La Procura Federale chiedeva l’immediata retrocessione in LegaPro, ma il Tribunale si pronunciava per una più mite punizione: 15 punti di penalità poi ridotti ad 8 in appello.

I pugliesi partivano azzoppati in questo campionato, andando così a falsare una classifica che li vede, ancora oggi, fermi in zona retrocessione.

Ma come stanno messe le altre squadre?

Il Palermo è al vertice della classifica con 37 punti; segue il Brescia a 32 punti.

Il gruppo dei playoff vede Pescara(32), Lecce(30), Verona(30), Benevento(29), Cittadella(26) e Perugia(26) scalpitare con uno scarto minimo di punti dove tutte le squadre cercano il miglior piazzamento.

Il centro della classifica è composto dallo Spezia(26), Ascoli(24), Salernitana(24), Cremonese (22), Venezia (21) e Cosenza(19).

Sembrano ormai condannati alla retrocessione, insieme al Foggia (13), il Crotone (13) ed il Padova (12). In gara per la sopravvivenza troviamo Carpi (17) e Livorno (15)

VALZER DI PANCHINE:

Sono ben 13 le panchine saltate durante queste prime 19 giornate di campionato.

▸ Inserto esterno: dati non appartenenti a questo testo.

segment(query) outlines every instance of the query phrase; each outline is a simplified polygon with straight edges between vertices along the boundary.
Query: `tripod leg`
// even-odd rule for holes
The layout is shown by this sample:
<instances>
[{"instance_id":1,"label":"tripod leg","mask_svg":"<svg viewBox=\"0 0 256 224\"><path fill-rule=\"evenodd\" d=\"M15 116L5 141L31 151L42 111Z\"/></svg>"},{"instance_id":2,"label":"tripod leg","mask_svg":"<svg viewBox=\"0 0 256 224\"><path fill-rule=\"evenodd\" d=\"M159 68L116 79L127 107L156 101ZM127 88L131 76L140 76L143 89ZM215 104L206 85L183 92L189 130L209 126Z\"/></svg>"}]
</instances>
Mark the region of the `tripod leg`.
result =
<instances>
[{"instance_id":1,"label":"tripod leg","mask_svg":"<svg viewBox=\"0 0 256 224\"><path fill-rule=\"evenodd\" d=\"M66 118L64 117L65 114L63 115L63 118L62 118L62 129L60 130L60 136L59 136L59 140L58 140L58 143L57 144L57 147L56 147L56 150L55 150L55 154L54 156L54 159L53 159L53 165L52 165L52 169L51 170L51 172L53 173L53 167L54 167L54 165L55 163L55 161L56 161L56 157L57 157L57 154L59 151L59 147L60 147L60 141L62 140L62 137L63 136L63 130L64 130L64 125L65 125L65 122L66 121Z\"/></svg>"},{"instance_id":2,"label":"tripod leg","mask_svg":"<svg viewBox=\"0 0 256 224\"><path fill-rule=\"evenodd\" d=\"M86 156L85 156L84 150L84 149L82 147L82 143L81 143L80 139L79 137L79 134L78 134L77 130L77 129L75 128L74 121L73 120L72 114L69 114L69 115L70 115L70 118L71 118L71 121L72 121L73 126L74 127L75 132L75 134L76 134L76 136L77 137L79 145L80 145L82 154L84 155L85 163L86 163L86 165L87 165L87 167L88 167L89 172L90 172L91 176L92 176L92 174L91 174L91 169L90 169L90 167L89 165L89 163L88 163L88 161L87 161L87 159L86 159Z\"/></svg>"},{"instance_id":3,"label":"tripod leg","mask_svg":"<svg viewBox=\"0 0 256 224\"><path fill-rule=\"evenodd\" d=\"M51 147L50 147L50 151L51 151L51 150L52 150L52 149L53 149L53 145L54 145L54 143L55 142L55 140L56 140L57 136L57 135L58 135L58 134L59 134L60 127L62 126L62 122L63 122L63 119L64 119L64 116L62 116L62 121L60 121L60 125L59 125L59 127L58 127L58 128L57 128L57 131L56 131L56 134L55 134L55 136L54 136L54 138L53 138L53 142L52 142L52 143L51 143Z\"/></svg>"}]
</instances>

Il valzer degli allenatori ha riguardato: Carpi, Brescia, Palermo, Venezia, Crotone, Padova, Cremonese, Livorno, Foggia e Salernitana.

La panchina più bollente sembra essere quella del Crotone che, dopo la retrocessione dalla Serie A ed il suo terzultimo posto in classifica con solo 17 punti, ha visto alternarsi già tre allenatori: Stoppa, Moschella ed Oddo. Attualmente al timone di questa barca alla deriva è tornato Stoppa che però non si è dimostrato capace di cambiare un destino già scritto.

E LA STREGA:

Un mercato estivo fatto di grandi nomi (Maggio, Insigne, e Nocerino in primis) e di un rumoroso addio: Fabio Lucioni, storico capitano della Strega della doppia promozione abbandonava il Sannio per indossare il giallorosso leccese. Tradimento hanno urlato i più, soprattutto quando “lo Zio” al Vigorito c’è tornato ma da avversario al debutto di questa stagione.

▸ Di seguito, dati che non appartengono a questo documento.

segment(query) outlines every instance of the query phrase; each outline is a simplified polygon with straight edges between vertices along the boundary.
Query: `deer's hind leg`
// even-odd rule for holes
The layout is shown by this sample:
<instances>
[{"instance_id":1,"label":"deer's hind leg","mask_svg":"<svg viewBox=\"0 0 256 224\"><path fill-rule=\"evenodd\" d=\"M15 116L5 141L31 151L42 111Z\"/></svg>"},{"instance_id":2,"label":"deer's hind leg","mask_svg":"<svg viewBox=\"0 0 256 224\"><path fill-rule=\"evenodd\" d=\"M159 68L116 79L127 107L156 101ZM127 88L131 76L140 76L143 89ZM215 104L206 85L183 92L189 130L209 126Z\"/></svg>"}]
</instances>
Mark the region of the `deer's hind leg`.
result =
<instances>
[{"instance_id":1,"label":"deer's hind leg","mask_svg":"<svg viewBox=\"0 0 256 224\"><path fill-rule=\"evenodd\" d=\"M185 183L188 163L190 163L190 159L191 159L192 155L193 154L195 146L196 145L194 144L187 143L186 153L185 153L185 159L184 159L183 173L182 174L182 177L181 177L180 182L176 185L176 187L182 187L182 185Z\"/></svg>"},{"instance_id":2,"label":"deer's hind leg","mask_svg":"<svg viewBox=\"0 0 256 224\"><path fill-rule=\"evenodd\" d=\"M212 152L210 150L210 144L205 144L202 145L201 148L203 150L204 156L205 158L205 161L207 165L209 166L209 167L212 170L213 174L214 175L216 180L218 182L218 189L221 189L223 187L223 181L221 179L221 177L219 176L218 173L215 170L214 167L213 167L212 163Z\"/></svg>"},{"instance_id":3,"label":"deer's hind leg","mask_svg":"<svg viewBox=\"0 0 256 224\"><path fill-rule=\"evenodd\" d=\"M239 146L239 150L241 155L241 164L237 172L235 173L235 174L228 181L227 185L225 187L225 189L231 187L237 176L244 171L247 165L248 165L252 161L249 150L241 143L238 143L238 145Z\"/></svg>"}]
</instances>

La Strega ha avuto un avvio a fasi alterne fatto di grandi vittorie e sconfitte miserabili (si ricordi la casalinga con il Foggia) dove il fattore “testa” ha fatto da padrone.

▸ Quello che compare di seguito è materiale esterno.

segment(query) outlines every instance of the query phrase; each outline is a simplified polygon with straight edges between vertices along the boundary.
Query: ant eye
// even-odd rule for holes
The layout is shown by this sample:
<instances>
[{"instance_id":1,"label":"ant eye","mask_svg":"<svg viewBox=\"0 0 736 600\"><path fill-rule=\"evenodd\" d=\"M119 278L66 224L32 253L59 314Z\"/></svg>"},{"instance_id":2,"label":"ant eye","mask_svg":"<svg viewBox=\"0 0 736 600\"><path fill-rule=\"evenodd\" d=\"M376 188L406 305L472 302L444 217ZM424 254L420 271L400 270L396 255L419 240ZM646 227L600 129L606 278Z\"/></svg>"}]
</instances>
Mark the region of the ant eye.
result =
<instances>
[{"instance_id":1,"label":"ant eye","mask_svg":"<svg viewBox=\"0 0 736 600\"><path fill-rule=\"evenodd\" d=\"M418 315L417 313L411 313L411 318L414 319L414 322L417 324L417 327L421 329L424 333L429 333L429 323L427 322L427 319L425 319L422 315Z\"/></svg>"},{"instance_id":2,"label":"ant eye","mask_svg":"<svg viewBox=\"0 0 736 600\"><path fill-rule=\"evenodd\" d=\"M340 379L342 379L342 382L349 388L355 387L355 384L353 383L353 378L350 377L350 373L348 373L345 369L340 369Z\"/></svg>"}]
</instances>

Più di una volta mister Bucchi si è trovato sul filo dell’esonero ma non è ancora questo il tempo.

Le gare che si sono susseguite hanno rivelato la necessità di rivedere alcuni settori come la difesa ed il centrocampo, ma soprattutto si è reso necessario lavorare non solo sulle gambe ma soprattutto sulla mentalità della squadra che, a volte, è sembrata smarrita ed incapace di reagire.

Nelle ultime partite qualche cambiamento si è visto ed i punti sono arrivati, sia in casa che in trasferta, confermando comunque la Strega nel gruppo dei playoff.

Chissà quali sorprese ci riserverà il 2019.

Per il momento posso solo augurarvi un buon anno ricco di calcio!